A research group led by Professor Kazunobu Sawamoto of the National Institute for Physiological Sciences and Specially Appointed Assistant Professor Mami Matsumoto of the Institute of Brain Science, Graduate School of Medical Sciences at Nagoya City University has discovered that newly born nerve cells (new neurons) generated in the postnatal mouse brain migrate at high speed while a wide space between the cells is created during the collective migration. They have also found that when the brain is damaged by cerebral infarction, neuraminidase increases to reduce this space, impeding neuronal migration. Furthermore, administration of a neuraminidase inhibitor facilitated neuronal migration and promoted neuronal regeneration and functional recovery in injured brains in mice and primates. The work was published in EMBO Molecular Medicine.

An overview of the research findings.
Provided by Nagoya City University

Stem cells that give rise to neurons are present in limited areas of the postnatal brain and during embryonic life. New neurons produced from neural stem cells form chains and migrate at high speed in the brain toward their destination, where they mature and are involved in the maintenance of brain function. Meanwhile, when brain injury occurs, some new neurons have been reported to migrate to the injured area and be involved in the regeneration of lost neurons. However, their migration efficiency is low and insufficient to restore brain functions lost because of injury.
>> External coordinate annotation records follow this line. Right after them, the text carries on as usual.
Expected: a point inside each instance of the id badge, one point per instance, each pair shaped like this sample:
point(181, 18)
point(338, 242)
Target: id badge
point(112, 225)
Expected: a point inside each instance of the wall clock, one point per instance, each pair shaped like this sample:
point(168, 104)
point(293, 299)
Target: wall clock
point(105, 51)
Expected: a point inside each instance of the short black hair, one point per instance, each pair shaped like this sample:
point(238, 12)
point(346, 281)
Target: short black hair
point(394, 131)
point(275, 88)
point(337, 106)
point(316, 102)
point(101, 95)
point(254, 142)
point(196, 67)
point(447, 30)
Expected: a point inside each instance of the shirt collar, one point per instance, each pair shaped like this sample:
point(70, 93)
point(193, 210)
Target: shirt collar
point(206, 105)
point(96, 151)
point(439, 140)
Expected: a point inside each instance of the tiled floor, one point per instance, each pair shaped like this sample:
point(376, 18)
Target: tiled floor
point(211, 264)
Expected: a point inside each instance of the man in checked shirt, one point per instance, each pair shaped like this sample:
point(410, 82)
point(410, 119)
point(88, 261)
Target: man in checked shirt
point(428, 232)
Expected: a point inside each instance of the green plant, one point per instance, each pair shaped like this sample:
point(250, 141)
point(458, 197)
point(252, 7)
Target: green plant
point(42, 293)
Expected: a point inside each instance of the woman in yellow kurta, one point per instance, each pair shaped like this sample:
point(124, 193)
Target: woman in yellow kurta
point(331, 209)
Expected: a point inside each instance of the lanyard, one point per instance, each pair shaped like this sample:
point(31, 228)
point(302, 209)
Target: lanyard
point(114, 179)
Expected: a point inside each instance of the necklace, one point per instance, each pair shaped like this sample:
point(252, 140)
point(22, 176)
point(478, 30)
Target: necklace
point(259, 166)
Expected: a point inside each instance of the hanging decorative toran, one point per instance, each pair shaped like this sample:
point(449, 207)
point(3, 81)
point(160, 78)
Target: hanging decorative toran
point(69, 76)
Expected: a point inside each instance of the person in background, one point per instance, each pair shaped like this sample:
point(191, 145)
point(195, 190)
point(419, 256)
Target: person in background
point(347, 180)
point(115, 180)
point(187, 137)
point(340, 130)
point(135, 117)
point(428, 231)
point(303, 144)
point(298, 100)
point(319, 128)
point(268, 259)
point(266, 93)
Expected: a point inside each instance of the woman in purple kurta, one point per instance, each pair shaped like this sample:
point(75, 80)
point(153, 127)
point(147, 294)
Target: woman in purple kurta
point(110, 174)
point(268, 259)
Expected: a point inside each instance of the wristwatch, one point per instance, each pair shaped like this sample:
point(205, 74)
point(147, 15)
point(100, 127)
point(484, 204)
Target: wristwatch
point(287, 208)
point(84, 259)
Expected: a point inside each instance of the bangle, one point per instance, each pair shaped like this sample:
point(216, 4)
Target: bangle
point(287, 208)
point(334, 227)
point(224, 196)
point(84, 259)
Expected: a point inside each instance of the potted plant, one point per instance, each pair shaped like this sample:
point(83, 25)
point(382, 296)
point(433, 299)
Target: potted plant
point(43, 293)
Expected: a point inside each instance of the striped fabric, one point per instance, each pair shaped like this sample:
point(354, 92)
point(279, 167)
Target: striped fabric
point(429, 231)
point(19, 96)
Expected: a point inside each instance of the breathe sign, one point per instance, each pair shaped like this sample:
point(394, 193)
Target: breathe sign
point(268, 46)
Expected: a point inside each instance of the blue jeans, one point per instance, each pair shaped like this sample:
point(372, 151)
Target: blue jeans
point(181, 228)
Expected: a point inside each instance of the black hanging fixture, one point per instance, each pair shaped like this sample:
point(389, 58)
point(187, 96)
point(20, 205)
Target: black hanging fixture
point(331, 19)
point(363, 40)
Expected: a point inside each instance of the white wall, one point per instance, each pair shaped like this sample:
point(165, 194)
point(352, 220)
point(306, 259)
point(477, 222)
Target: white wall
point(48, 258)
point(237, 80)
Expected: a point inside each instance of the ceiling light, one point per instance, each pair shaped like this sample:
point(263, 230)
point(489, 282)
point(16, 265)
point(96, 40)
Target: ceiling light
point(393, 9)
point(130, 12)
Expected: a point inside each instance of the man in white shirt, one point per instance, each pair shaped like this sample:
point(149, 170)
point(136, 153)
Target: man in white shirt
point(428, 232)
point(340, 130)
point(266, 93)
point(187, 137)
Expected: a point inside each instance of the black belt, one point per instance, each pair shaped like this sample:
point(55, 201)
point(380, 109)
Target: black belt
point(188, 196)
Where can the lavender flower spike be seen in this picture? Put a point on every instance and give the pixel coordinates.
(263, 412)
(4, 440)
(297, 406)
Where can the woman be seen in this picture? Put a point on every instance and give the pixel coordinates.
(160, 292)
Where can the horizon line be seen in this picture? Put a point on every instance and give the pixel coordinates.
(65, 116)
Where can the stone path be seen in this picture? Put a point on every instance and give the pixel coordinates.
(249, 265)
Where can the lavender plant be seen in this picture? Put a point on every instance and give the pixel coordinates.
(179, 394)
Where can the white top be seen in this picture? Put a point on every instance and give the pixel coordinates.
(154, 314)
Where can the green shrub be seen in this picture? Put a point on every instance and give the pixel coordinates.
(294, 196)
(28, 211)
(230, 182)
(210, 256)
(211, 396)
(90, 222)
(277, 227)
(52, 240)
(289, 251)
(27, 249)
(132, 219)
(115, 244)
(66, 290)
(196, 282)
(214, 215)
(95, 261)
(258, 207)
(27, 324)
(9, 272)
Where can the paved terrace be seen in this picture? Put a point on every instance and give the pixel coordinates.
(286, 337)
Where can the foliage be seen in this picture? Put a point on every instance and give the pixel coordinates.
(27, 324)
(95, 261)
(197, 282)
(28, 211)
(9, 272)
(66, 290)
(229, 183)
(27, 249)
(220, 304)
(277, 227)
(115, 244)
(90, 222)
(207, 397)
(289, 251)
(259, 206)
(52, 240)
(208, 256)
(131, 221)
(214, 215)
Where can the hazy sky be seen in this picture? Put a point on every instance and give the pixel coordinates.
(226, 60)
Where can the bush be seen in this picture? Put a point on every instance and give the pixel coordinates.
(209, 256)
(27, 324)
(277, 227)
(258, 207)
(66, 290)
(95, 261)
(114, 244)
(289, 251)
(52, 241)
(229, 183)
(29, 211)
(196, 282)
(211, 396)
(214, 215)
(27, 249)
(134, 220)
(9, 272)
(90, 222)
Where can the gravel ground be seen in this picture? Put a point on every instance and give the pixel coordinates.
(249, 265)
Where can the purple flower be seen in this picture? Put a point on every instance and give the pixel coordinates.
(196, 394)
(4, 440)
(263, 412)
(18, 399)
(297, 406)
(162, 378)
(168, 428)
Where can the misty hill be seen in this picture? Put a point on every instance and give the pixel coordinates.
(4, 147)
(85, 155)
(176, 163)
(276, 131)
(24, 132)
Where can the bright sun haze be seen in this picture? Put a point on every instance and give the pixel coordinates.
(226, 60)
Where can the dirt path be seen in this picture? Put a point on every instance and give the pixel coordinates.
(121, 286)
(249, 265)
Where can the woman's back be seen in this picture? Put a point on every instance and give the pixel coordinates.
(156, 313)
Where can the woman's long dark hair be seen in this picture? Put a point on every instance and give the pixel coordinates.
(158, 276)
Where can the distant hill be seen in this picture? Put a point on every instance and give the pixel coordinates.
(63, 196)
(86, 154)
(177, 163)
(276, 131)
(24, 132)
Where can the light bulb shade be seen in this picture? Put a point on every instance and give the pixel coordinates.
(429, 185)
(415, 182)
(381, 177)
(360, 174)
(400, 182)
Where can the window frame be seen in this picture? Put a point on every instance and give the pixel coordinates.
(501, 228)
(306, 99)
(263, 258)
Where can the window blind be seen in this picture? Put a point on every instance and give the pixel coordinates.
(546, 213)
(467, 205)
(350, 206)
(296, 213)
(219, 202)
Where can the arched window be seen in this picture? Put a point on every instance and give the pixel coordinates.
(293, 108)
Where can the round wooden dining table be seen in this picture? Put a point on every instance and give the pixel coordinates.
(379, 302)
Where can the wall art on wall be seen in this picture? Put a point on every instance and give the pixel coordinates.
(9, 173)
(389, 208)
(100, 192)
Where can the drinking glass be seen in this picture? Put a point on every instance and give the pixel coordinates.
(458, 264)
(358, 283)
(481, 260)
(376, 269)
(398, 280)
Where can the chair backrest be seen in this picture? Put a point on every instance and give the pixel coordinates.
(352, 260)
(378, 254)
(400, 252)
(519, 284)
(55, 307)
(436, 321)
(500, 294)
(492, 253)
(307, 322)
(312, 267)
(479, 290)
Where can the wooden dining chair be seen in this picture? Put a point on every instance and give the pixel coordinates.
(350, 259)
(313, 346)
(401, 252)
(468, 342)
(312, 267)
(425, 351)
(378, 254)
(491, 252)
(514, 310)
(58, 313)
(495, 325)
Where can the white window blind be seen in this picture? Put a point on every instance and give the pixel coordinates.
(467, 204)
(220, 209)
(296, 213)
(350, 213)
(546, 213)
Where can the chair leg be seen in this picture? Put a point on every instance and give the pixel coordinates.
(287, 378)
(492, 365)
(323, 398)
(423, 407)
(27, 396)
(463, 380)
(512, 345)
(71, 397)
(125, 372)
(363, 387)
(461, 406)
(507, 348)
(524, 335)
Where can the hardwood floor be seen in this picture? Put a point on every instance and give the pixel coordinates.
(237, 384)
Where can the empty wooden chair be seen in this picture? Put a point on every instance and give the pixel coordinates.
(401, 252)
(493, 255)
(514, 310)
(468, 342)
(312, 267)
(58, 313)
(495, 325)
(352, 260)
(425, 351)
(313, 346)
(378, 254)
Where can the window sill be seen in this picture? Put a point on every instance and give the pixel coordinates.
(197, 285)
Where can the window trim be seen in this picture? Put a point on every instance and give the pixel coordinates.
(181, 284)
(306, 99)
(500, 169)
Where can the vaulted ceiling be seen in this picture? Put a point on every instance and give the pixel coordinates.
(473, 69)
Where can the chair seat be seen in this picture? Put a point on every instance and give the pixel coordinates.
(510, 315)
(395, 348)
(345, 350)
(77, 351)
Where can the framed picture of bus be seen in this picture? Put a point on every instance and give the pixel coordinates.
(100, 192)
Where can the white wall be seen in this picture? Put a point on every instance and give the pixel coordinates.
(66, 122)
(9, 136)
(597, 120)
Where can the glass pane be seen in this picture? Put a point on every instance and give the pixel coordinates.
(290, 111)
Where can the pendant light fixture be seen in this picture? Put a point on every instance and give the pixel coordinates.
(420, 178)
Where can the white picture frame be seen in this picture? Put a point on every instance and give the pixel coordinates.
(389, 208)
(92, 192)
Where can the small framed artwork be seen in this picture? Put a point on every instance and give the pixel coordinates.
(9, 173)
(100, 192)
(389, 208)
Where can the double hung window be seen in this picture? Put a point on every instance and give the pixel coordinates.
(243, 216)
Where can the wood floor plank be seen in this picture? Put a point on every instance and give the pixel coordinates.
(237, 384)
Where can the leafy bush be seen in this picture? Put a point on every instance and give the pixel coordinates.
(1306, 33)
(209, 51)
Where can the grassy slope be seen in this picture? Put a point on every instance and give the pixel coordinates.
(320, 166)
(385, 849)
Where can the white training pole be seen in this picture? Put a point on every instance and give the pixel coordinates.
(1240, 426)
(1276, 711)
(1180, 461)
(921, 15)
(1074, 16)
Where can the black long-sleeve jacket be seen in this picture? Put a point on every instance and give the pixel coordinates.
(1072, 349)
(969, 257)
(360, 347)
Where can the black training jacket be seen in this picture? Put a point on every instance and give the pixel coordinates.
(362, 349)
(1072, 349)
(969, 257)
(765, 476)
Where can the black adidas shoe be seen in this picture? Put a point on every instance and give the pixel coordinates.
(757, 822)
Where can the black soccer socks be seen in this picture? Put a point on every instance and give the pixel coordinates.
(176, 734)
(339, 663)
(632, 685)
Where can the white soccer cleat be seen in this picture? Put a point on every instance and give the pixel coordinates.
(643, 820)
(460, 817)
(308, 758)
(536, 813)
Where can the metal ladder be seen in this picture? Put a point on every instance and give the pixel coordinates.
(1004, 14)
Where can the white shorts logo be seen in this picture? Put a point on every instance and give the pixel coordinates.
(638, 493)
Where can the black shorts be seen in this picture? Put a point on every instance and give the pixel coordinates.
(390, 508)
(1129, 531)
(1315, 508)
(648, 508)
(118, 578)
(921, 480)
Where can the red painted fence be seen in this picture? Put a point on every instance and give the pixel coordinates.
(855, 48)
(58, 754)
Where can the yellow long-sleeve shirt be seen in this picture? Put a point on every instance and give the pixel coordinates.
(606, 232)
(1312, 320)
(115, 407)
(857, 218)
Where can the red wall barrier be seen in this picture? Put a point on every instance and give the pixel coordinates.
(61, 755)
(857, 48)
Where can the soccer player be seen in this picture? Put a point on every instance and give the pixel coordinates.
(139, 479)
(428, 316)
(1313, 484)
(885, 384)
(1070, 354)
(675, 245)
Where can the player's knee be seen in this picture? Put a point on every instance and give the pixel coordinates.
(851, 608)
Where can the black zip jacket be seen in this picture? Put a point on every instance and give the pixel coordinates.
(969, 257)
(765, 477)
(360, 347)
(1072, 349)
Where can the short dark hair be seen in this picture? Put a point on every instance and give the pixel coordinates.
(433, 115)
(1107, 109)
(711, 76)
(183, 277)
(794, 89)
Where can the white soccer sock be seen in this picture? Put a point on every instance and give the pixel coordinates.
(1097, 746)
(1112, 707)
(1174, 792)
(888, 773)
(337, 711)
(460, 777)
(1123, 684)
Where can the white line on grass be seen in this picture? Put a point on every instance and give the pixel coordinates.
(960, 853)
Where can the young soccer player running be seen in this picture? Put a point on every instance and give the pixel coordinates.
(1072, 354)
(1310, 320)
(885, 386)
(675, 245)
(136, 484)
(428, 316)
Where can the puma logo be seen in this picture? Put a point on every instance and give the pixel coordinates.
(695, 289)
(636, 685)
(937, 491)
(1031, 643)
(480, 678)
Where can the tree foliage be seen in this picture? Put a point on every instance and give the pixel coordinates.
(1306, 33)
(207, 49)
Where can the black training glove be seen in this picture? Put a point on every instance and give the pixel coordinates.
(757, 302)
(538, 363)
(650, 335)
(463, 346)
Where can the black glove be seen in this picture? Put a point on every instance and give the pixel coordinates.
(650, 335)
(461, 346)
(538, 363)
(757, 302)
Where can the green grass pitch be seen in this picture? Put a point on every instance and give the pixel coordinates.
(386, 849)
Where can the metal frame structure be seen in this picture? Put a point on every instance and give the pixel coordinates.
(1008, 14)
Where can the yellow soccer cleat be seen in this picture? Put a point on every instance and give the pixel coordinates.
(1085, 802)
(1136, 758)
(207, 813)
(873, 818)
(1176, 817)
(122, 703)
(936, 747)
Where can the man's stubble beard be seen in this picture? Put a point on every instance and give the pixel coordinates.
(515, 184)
The research group investigated why new neurons migrating in the normal brain can move at high speeds. Three-dimensional electron microscopic analysis revealed the presence of wide space between new neurons in chains. They found that this space is maintained by polysialic acid (PSA), whereby adhesion between new neurons is maintained in a proper state. In other words, new neurons migrating in the normal brain have an appropriate space in between by virtue of PSA and thereby move at high speed.

Next, three-dimensional electron microscopic analysis of new neurons migrating in the injured brain revealed reduced space and excessive cell adhesion. The measured levels of PSA, which is involved in space maintenance, were reduced in new neurons migrating in the injured brain. Furthermore, the expression of neuraminidase, which cleaves PSA, was elevated by brain injury. These results indicate that in new neurons migrating in the injured brain, brain injury induces a reduction in PSA levels by increasing neuraminidase, which cleaves PSA, resulting in reduced efficiency of neuronal migration due to excessive cell adhesion.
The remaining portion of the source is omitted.